Some stages of the study of ancient hominids based on archaeological finds
August 1891. Java Island (at that time Dutch India, now Indonesia). A young Dutch doctor Eugene Dubois found a molar tooth resembling a chimpanzee tooth in volcanic layers on the bank of a mountain river, and a little later – a strange cranial lid: the forehead is very sloping, a fairly large volume of the brain box, a large supraorbital roller. The following year, Dubois found a thigh resembling a human thigh, and a tooth – the same as the first, only chewing. Already in our time, it has been proved that both the femur and the turnip box found at that time by Dubois belonged to the same creature. Moreover, the combination of a primitive skull and relatively progressive bone development is precisely the characteristic feature of fossil humans. The findings made by Dubois provided the supporters of the evolutionary theory with convincing evidence of the validity of their views. Before the scientists were the remains of ape-men who lived 600-700 thousand years ago. Nature has revealed one of its "secrets" and confirmed the correctness of the theoretical views of the supporters of the evolutionary doctrine.
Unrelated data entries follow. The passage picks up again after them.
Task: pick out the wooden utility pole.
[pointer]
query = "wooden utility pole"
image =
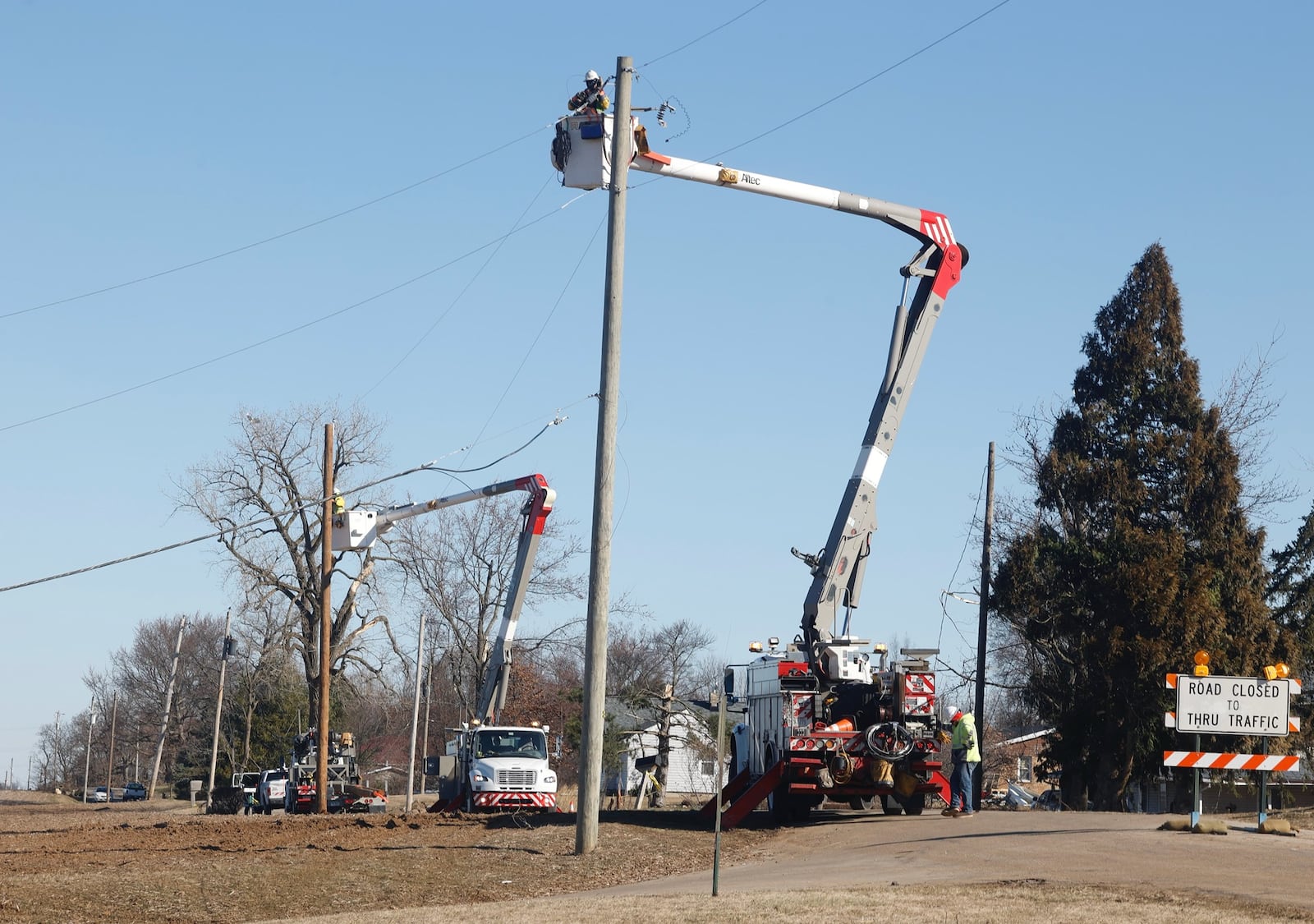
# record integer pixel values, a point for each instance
(325, 630)
(979, 777)
(218, 707)
(109, 766)
(420, 664)
(604, 464)
(168, 703)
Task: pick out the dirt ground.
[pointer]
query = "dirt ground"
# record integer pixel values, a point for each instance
(62, 861)
(163, 861)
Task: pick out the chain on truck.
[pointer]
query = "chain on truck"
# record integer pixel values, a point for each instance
(831, 716)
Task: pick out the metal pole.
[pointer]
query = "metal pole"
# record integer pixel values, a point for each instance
(1263, 784)
(1196, 807)
(979, 777)
(168, 702)
(91, 722)
(218, 709)
(325, 628)
(420, 657)
(600, 555)
(720, 785)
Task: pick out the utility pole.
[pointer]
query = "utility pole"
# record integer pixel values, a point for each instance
(168, 703)
(429, 716)
(325, 630)
(979, 777)
(61, 779)
(420, 664)
(604, 463)
(720, 786)
(91, 723)
(218, 705)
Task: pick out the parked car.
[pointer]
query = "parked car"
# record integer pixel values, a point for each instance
(1049, 801)
(135, 792)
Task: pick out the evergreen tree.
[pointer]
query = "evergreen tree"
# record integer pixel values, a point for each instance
(1140, 551)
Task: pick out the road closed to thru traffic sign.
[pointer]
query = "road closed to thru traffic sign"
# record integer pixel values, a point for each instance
(1233, 705)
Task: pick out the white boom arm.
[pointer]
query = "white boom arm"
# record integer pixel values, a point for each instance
(926, 225)
(581, 153)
Other finds followed. In China, in a wide cleft of the hill of the Dragon Mountains, in December 1929, the first specimen of the so-called synanthropus was found. In its appearance, the skull resembled the skull of a pithecanthropus found by Dubois, although it seemed a little more "civilized". Scientists also discovered tools of the synanthropes: some of the earliest – roughly processed, with a wide oval blade, made of sandstone, quartz, quartzite; and in many flakes and bones, they were used as cutting tools. Already at the very beginning, most researchers believed that synanthropes were akin to pithecanthropus, in any case, they were somewhere close to them. It is now recognized that both are pithecanthropus. Found in Java – Javanese, in China – Beijing.
Near the city of Heidelberg, in Germany, archaeologists have found the jaw of a primitive man. And although the teeth of the Heidelberg man were more similar to human teeth than those of a synanthrope and a pithecanthropus, it is obviously most correct to classify him as a pithecanthropus too.